Norma Ndove- your ultimate career woman. From motivational speaking to life coaching.
You are a woman with a variety of skills. What are you most passionate about?
I’m passionate about motivating and inspiring people. Over the years I have found that investing in people is worth waking up for.
What do you think of motivational speaking as a career in Zimbabwe?
I think motivational speaking or any career choice is viable if it is a passion and you are not trying to be or sound like someone else.If you spend time trying to be and imitating someone then it eventually dies down; any choice must be based on you being fully committed to it. It sounds horribly cliché but you really don’t have time to waste trying to be someone else when you have so much of yourself to be.
We are convinced your interests go beyond your work. What other interests do you have?
I enjoy cooking,reading (certified bookworm) , travelling & writing when the moment takes me. I try to do something different often. I enjoyed What’s your Moonshot by John Sanei and every so often a thick romance novel keeps the heart young …
What motivated you to go into motivational speaking?
I trained with Glen McQuirk from the Map 4 Life Institute & the principles I learnt within that time push you to want to see others succeed.
Have you at one point in time had body image issues and how did you deal with them?
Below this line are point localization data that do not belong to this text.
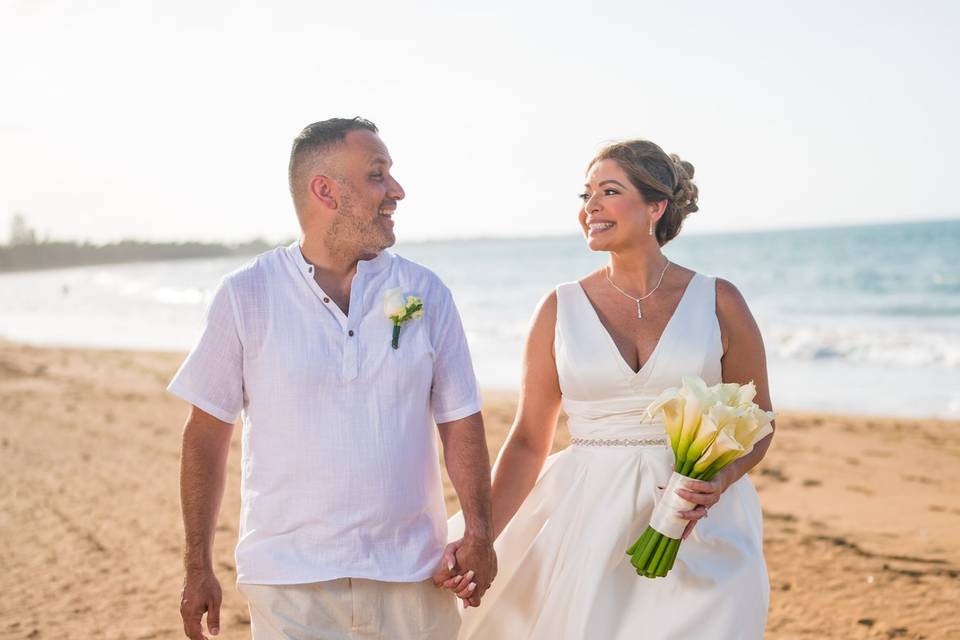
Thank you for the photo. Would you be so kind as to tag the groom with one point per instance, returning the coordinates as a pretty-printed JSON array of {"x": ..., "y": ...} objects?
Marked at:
[{"x": 342, "y": 520}]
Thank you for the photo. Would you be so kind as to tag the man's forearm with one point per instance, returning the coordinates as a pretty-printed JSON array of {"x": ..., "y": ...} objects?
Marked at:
[
  {"x": 468, "y": 465},
  {"x": 202, "y": 480}
]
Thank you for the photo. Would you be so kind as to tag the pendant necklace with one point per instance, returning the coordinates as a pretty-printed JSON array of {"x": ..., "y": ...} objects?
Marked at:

Oh honey who hasn’t ? LOL. I’m a plus size woman & how I look has been a struggle from when I was quite young & growing up in a time when fat wasn’t cute is hard. It took a lot & it’s an every day decision I make. To really love myself and embrace who I am and accept that this is all me. We are not taught to celebrate our bodies, we are taught to hide and close it off like some ugly thing & we compare ourselves too much. Body issues affect your self esteem and even the quality of relationships you end up having. So self acceptance, being healthy and happy. From a young age I think we need to teach girls about their bodies and how to love and own their bodies. Not this thing you cover up . You owe you the most in this life and only you can teach the world how to treat you. It’s a daily decision. I love SA women for saying ndimhle , ndijuicy, ndinice and ndi right mhan!! lol You have to love you best always.
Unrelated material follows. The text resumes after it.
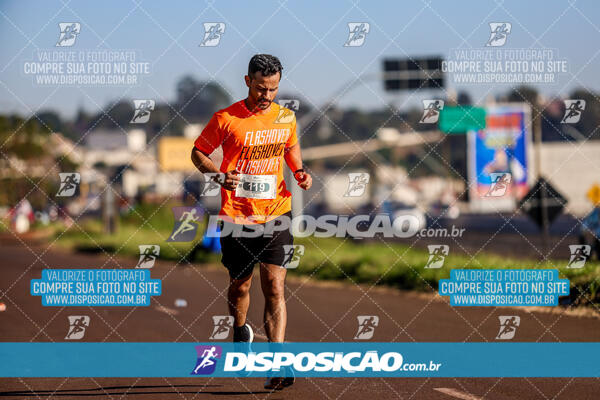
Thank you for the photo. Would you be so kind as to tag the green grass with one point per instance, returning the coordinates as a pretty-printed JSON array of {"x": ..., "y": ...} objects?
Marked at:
[{"x": 394, "y": 265}]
What areas do you think the young woman still needs help in when it comes to empowerment?
I think just being encouraged to be themselves and speak up. If I gave you the nicest car but took away the key, there would be no purpose. We have given them everything but the platform to freely speak. We need to teach the young woman to own her voice & let it be heard. To express their fears, hopes, displeasure and hopes. To fully own that they can contribute and sit in boardrooms & make decisions.
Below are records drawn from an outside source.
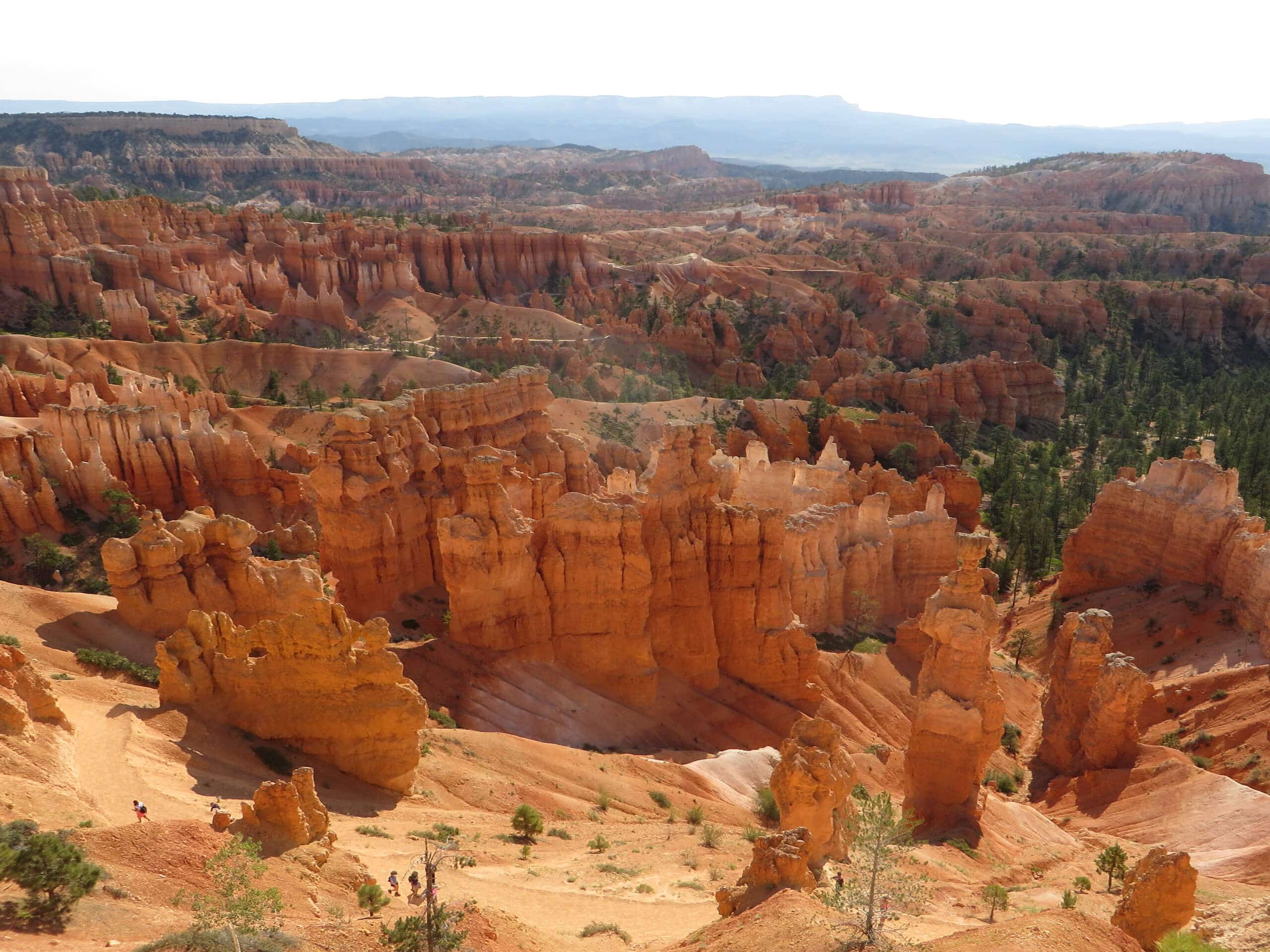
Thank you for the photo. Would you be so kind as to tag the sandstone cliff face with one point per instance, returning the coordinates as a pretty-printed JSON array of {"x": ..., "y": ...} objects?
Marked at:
[
  {"x": 287, "y": 814},
  {"x": 1159, "y": 896},
  {"x": 324, "y": 685},
  {"x": 1090, "y": 709},
  {"x": 960, "y": 709},
  {"x": 1184, "y": 521},
  {"x": 203, "y": 563},
  {"x": 26, "y": 695},
  {"x": 780, "y": 862},
  {"x": 812, "y": 786}
]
I hated being on the outside looking in and complaining about things , so I challenged myself to come and do something about it. To be honest I was fed up with not being part of changing or adding value to my country. I hated identifying with the term “foreigner”. Your true expression is in the place you feel at home in and I didn’t feel like SA was home , I felt I was in transit to another place. People called it crazy but for me it resonated very strongly with my ability to come and be an asset and the doors to do that have opened.
The older you get the more it’s about having the same values , ideas and a common path of focus to move towards – then you go it made. And that marriage at the right time with the right person for the right reasons is a blessing. Let’s not force people into unhappiness. let’s value women for who they are and what they are and not whose they are. I know so many unhappy women who got married for all the wrong reasons and it creates a cycle of bitterness our own children don’t need.
What do you find attractive in a man?
Honesty, a good sense of humour, a praying man ain’t a shame , generally someone who knows what they want & can enjoy life while at it.